Hey, presuming success and safeguard, I wanted to ask if you could share your thoughts on further development plans, you know, for the BIFL program toward the FDA application, and to what extent might you include repeat dosing given, you know, the presumed advantage of a rapid ATG in terms of safety with repeat doses of 142? Thanks.
We hope chronic dosing will get into our label. The patients in the safeguard study are getting at least two doses. The long-term extension study allows every patient in every group, if they complete their 12-month visit and still have some C-peptide, to continue and get four doses. So there will be... data in the package, which has some number of patients having gotten four doses and followed for two years. And we hope that that's sufficient for chronic dosing on the label and for patients to be able to get this drug chronically and preserve C-peptide for many years.
Thank you.
Our next question comes from Kumar Raja with Brooklyn Capital Markets. Please state your question.

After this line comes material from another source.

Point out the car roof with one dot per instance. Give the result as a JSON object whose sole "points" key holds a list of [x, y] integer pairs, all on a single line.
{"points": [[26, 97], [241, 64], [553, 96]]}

Yeah, good morning. Thanks for taking my questions. With regard to this 159 patients, how do you think it will split in terms of geographies where you will be recruiting? I just want to get a sense how many patients will be here from the U.S. Thank you.
Yeah.
We have a substantial number of sites in the U.S., and we expect to have 20% or more of the patients enrolled in the U.S., 60% or so in Europe based on the number of sites we have in Europe, and then the rest in Australia. I'm counting U.K. and Europe, so U.K. and Europe. But based on the number of sites and the enrollment to date, we would expect to have 20 or more percent of the patients be US-based.
Okay, great. You made comments about feedback from the FDA. Can you share what kind of feedback you got from other regulatory agencies with the expectation very similar from EMA too? Thank you.
Yeah, I mean, I think it's consistent.
across the board, and we're not really sharing the intricate details of all the different things we've heard from the different agencies, but we're confident that we have alignment, and there's similar feedback across the agencies.
Okay. And will you be pursuing accelerated approval process in the other regions too? Thank you. I'm all for it.
I think it's a little too early to say, although what I will say is that we plan on, you know, seeking approval globally for this product, or at least in the U.S., Europe, and other agencies. But our focus and our priority is the U.S., but this is a global program where we will eventually go to have the drug commercial globally.
Thank you. Our next question comes from Iris Gao with Guggenheim. Please state your question.
Yeah, thank you very much for taking my question again. A quick one. Can you double-click on the scale of the manufacturing agreement with Emergent BioSolutions? Like, how many doses could they supply post-commercialization? Thank you.
Well, we are currently planning to be able to supply the market in year one with Emergent. In terms of specific number of doses, I don't think we've disclosed that to date. But our plan with Emergent does have us ready when we launch to have a strong launch and have more than enough drug supply to supply the demand.
Okay, thank you.
Ladies and gentlemen, that concludes the question and answer session and the conference call of SAB Bio. Thank you for your participation. You may now disconnect your lines.